= Ming presentation porcelain =

Historic Chinese pottery

Reverse view

Ming presentation porcelain was a variety of high quality Chinese porcelain items included among the gifts exchanged in foreign relations during the Ming Dynasty. Among the great number and variety of Chinese ceramics found in Thailand and greater Southeast Asia is a variety that closely resembles Ming official ware in its use of dragon and phoenix motifs and high quality materials with workmanship.

The scholar Liu Liangyou in an article entitled “Chinese Ceramics Excavated in Thailand” in the 49th issue of the National Palace Museum Monthly of Chinese Art, suggested that such finely executed ceramics could only be products of an official workshop and part of the gift system in place for Ming Dynasty foreign relations. Liang quotes the Ming Dynastic History (Mingshi) 339th chapter for Champa and Cambodia (Zhancheng Zhenla zhuan) for the year 1383. The Ming court presented Siam (Thailand) nineteen thousand items of ceramic ware. Three years later it is also noted that the court presented Cambodia with an unspecified quantity of ceramic items. We can assume that the number of items was significant also and the time period for such exchanged continued at least through the early Ming dynastic period.

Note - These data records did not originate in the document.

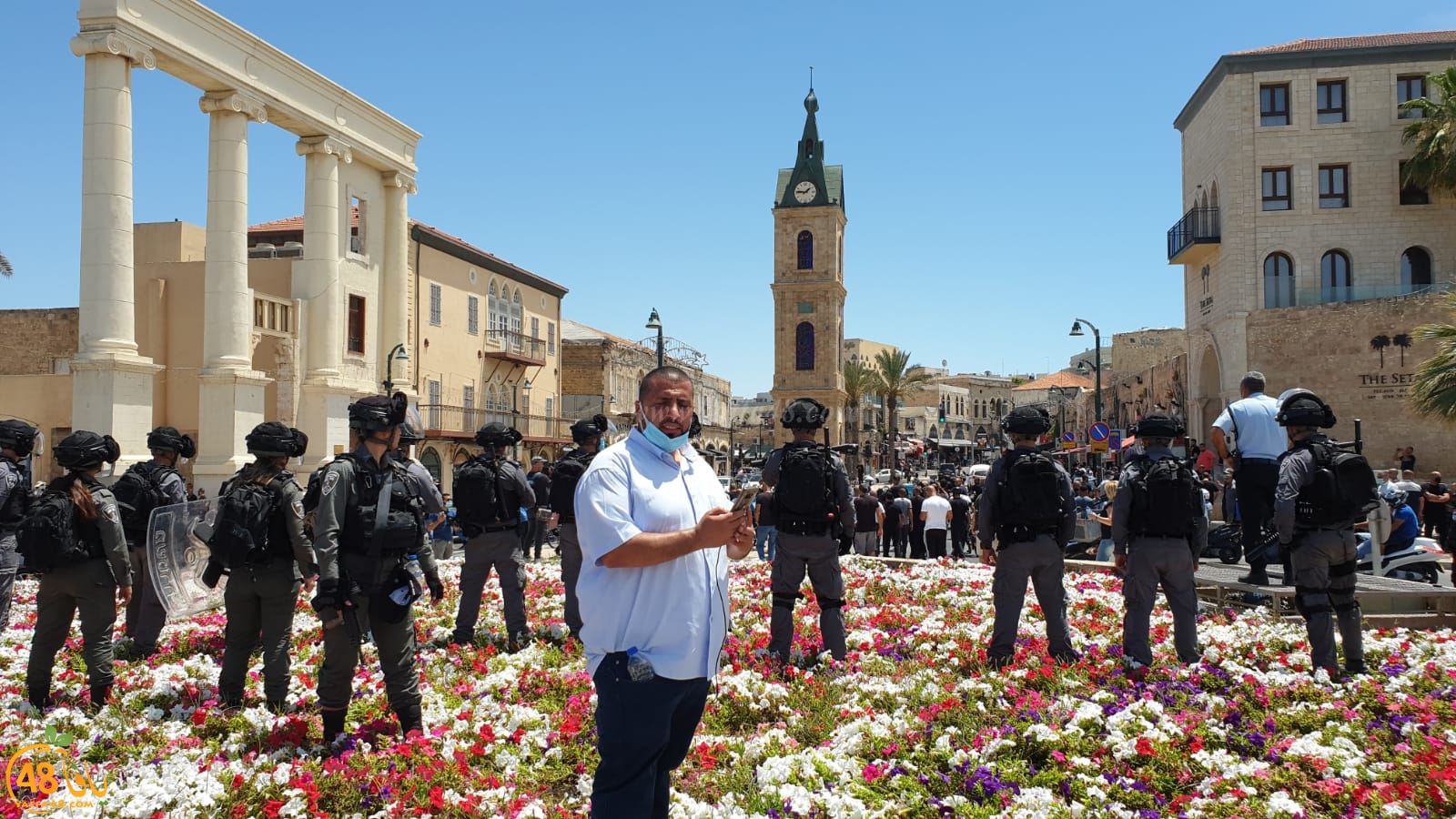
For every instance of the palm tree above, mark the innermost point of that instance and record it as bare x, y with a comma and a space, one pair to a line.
895, 379
1404, 343
1434, 388
1380, 344
1433, 165
859, 380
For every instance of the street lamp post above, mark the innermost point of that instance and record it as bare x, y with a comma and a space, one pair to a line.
655, 322
1097, 363
398, 351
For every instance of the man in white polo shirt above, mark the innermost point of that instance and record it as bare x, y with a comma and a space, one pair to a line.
655, 540
935, 511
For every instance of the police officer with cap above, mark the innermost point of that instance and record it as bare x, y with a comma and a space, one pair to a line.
262, 593
145, 614
368, 525
1028, 523
1158, 526
16, 442
587, 436
815, 525
1321, 542
497, 544
94, 583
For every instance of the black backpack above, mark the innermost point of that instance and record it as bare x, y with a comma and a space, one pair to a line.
240, 528
478, 493
1167, 499
48, 537
1343, 489
1031, 496
804, 491
137, 493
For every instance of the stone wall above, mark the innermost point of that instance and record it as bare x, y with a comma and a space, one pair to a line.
1329, 349
31, 341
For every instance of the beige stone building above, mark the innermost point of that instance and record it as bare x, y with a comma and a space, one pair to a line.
602, 372
1303, 256
808, 281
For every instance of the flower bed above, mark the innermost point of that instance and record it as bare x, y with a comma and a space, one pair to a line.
914, 724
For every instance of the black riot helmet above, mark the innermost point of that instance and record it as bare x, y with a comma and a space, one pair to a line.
1158, 426
587, 429
1026, 421
804, 414
169, 439
273, 439
84, 450
379, 413
18, 436
1305, 410
495, 435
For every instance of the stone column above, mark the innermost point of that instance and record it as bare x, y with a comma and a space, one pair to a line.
395, 288
230, 390
324, 397
111, 383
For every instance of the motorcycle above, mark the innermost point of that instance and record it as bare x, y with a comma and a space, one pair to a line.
1417, 562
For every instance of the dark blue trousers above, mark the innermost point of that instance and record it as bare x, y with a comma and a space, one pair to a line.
644, 732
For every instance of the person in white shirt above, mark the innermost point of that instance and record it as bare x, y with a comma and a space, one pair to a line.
655, 538
935, 511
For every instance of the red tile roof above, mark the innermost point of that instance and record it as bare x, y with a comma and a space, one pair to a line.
1372, 41
1063, 378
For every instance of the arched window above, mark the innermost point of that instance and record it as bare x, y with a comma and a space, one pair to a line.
1279, 281
492, 309
804, 347
1336, 281
1416, 270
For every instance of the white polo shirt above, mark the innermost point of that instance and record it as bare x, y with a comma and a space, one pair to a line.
676, 612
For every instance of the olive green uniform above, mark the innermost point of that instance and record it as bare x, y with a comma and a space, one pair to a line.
366, 579
91, 588
261, 596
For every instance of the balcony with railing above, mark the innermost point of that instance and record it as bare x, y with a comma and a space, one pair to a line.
1194, 238
514, 347
460, 423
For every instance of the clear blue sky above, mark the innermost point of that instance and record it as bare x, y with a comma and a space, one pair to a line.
1006, 167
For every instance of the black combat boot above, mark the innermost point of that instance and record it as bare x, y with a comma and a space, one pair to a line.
99, 694
332, 724
410, 720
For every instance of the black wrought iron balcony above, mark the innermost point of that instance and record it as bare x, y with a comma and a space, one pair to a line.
1194, 237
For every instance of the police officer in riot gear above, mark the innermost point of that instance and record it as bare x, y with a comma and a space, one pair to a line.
262, 593
368, 525
1322, 550
497, 545
145, 614
94, 584
815, 525
1158, 526
1026, 547
587, 436
16, 442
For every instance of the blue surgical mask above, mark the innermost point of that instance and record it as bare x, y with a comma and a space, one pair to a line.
660, 439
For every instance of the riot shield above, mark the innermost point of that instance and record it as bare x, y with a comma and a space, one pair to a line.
178, 555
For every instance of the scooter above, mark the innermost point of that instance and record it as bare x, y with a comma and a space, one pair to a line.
1419, 561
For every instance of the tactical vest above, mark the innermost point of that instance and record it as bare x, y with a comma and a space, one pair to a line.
404, 518
14, 511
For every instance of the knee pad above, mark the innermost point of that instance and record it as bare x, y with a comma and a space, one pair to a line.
786, 599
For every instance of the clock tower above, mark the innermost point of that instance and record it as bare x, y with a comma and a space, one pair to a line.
808, 281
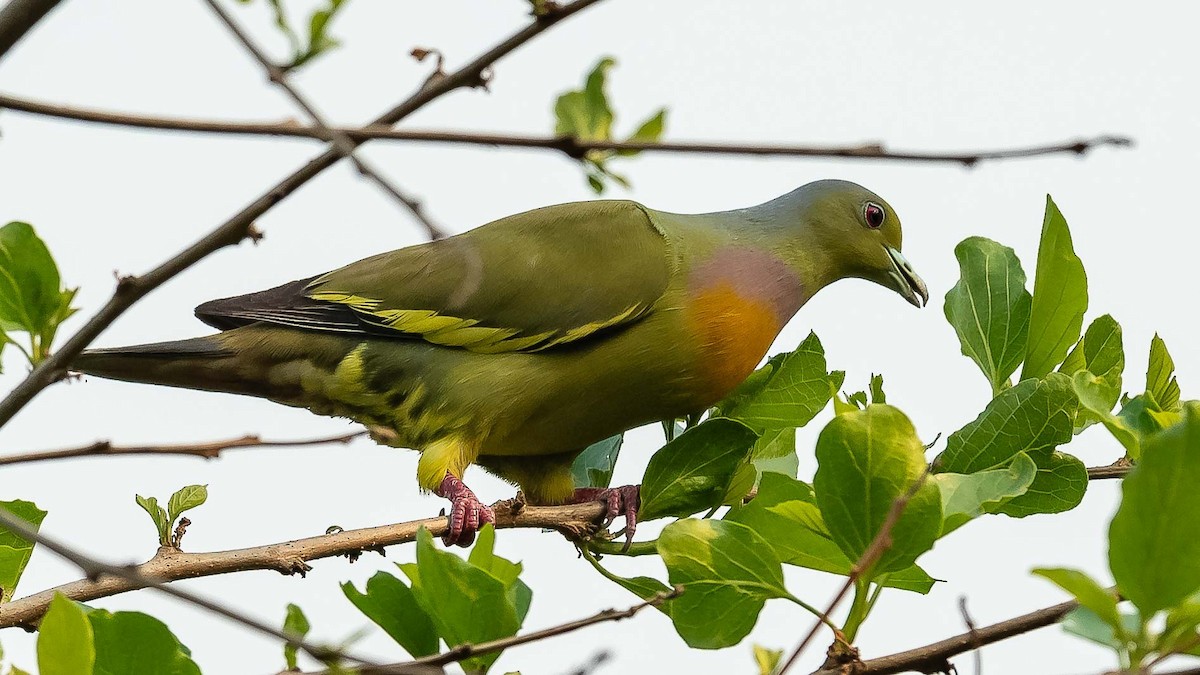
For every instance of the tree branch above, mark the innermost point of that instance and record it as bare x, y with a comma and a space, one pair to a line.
102, 571
210, 449
132, 288
565, 144
287, 557
935, 657
461, 652
18, 17
341, 142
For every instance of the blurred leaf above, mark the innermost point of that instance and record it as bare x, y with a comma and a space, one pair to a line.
966, 496
767, 659
131, 643
694, 471
789, 392
1155, 537
15, 551
297, 623
1060, 297
1102, 353
1033, 418
159, 515
391, 604
594, 466
1161, 376
185, 499
726, 571
1085, 590
467, 604
865, 461
989, 308
784, 514
65, 643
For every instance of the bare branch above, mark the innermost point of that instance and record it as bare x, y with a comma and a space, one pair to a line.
461, 652
287, 557
18, 17
210, 449
103, 571
935, 657
341, 142
132, 288
875, 550
565, 144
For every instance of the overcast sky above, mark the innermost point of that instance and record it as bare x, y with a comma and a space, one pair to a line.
913, 75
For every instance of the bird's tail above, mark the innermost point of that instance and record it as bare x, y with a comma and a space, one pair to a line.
199, 363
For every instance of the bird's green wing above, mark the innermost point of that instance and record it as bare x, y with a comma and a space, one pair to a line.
526, 282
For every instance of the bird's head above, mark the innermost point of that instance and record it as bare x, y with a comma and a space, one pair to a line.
847, 231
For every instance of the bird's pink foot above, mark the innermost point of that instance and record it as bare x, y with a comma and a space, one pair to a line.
467, 513
621, 501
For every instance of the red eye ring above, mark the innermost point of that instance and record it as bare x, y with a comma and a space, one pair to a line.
874, 215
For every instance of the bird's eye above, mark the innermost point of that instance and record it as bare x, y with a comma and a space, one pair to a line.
874, 215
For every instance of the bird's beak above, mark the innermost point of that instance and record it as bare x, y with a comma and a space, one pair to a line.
906, 281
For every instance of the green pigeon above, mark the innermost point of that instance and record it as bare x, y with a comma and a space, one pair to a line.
516, 345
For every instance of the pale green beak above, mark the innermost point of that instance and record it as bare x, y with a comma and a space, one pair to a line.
905, 280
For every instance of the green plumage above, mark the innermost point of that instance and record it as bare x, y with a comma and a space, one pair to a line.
520, 342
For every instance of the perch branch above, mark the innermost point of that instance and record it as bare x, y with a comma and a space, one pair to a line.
287, 557
565, 144
340, 141
210, 449
132, 288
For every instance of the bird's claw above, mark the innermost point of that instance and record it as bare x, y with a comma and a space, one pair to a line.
619, 501
467, 513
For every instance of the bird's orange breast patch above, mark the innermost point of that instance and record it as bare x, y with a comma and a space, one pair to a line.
735, 333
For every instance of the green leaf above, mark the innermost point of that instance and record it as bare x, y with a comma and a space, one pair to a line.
966, 496
466, 603
865, 461
694, 472
789, 392
785, 515
989, 308
726, 571
1102, 353
1161, 376
131, 643
1060, 297
185, 499
159, 515
1033, 418
65, 643
1155, 537
297, 623
767, 659
391, 604
1085, 590
594, 466
15, 551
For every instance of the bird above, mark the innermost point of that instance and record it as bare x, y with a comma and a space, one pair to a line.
516, 345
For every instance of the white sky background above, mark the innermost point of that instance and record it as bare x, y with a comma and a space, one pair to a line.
913, 75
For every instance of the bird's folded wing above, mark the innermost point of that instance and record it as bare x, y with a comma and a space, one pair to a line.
526, 282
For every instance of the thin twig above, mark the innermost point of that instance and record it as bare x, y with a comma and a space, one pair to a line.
341, 142
132, 288
875, 550
565, 144
287, 557
466, 651
935, 657
102, 572
18, 17
210, 449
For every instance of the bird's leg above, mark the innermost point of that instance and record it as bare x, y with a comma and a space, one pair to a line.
621, 501
467, 513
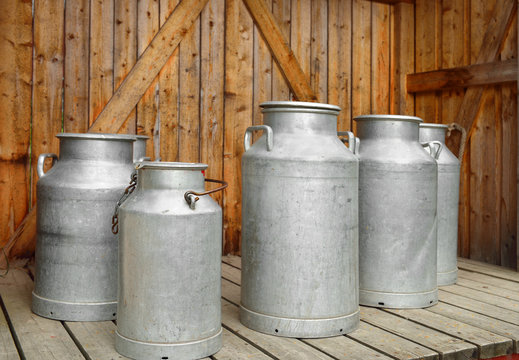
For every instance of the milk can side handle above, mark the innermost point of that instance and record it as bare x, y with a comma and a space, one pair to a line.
192, 197
248, 134
435, 153
41, 162
351, 140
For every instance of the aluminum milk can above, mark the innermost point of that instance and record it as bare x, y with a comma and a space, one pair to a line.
76, 253
299, 224
170, 246
397, 214
448, 195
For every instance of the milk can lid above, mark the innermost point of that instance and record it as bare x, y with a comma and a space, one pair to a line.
389, 118
164, 165
97, 136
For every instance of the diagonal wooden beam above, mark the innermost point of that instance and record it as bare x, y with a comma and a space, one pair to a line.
497, 72
280, 50
499, 24
148, 66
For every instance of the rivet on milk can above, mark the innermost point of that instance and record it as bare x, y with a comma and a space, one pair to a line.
170, 245
448, 196
299, 224
397, 214
76, 253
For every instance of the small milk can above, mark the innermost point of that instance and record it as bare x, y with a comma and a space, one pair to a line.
397, 214
448, 196
76, 253
170, 246
299, 224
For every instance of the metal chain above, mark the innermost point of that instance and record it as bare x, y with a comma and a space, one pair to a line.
127, 192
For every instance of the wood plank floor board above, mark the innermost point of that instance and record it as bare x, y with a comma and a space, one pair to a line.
447, 346
7, 345
489, 280
391, 344
489, 344
478, 320
488, 269
344, 348
39, 338
492, 299
479, 307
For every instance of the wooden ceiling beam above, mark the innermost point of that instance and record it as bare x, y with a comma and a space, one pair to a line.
492, 73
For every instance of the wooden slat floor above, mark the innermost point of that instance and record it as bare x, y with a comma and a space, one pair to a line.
476, 319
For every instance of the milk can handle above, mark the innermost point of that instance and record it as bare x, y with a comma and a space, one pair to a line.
41, 162
248, 134
435, 153
351, 140
192, 197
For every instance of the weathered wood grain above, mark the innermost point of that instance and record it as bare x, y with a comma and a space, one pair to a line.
101, 56
339, 60
148, 66
39, 338
489, 344
238, 113
448, 347
212, 91
497, 72
286, 59
125, 50
76, 77
169, 95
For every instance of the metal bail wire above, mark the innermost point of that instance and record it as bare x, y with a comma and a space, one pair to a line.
127, 192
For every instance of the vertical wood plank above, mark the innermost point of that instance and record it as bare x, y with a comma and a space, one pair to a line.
77, 17
15, 87
508, 140
361, 57
262, 75
47, 80
319, 50
300, 33
402, 58
125, 50
281, 9
238, 113
169, 95
426, 56
147, 108
101, 56
189, 92
380, 67
339, 60
212, 90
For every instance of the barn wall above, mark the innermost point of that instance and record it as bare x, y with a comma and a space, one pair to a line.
67, 59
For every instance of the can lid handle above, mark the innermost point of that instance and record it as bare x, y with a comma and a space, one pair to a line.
192, 197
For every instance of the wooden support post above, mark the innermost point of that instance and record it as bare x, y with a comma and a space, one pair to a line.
148, 66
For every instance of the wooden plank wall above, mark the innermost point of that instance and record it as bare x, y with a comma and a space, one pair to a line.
449, 34
355, 53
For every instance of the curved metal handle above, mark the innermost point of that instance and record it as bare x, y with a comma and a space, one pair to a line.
351, 140
463, 140
41, 162
265, 128
192, 197
435, 153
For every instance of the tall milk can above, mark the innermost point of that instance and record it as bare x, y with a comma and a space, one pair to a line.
170, 246
397, 214
299, 224
76, 253
448, 195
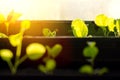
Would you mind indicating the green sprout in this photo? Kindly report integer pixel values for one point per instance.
(11, 18)
(50, 63)
(90, 52)
(15, 41)
(47, 32)
(79, 28)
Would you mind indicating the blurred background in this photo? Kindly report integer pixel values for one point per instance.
(61, 9)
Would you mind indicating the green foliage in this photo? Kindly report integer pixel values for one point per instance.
(50, 65)
(16, 41)
(86, 69)
(49, 60)
(91, 51)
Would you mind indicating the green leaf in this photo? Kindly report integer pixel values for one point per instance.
(55, 50)
(35, 51)
(86, 69)
(102, 71)
(6, 54)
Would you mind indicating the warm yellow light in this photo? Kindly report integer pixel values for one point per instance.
(32, 9)
(114, 8)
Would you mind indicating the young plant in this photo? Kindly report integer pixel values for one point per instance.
(47, 32)
(79, 28)
(90, 52)
(15, 41)
(11, 18)
(50, 63)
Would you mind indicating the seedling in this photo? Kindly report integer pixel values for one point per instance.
(50, 63)
(15, 41)
(79, 28)
(11, 18)
(47, 32)
(90, 52)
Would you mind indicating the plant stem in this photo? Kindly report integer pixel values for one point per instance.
(12, 69)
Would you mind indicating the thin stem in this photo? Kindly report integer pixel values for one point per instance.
(21, 60)
(12, 69)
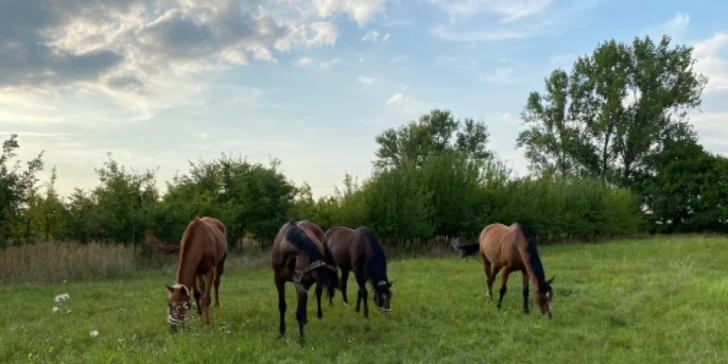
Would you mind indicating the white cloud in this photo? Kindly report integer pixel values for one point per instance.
(507, 10)
(328, 64)
(398, 59)
(304, 61)
(364, 80)
(501, 76)
(396, 98)
(140, 58)
(360, 10)
(371, 36)
(710, 64)
(479, 35)
(678, 23)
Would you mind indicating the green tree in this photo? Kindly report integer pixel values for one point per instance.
(620, 100)
(16, 188)
(433, 134)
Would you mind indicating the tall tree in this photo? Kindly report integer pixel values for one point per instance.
(621, 98)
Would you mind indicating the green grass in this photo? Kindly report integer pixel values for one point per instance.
(632, 301)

The blue-and-white phoenix dish reproduced here, and discovered in Southeast Asia, is identical to the example in the Boston Museum of Fine Arts, dated mid 15th century.

==Xuande mark and period==
Within all periods of the Ming Dynasty, the Xuande mark and period (1426-35) is often considered to be one of the most sophisticated periods in the history of Chinese Blue and White porcelain crafts.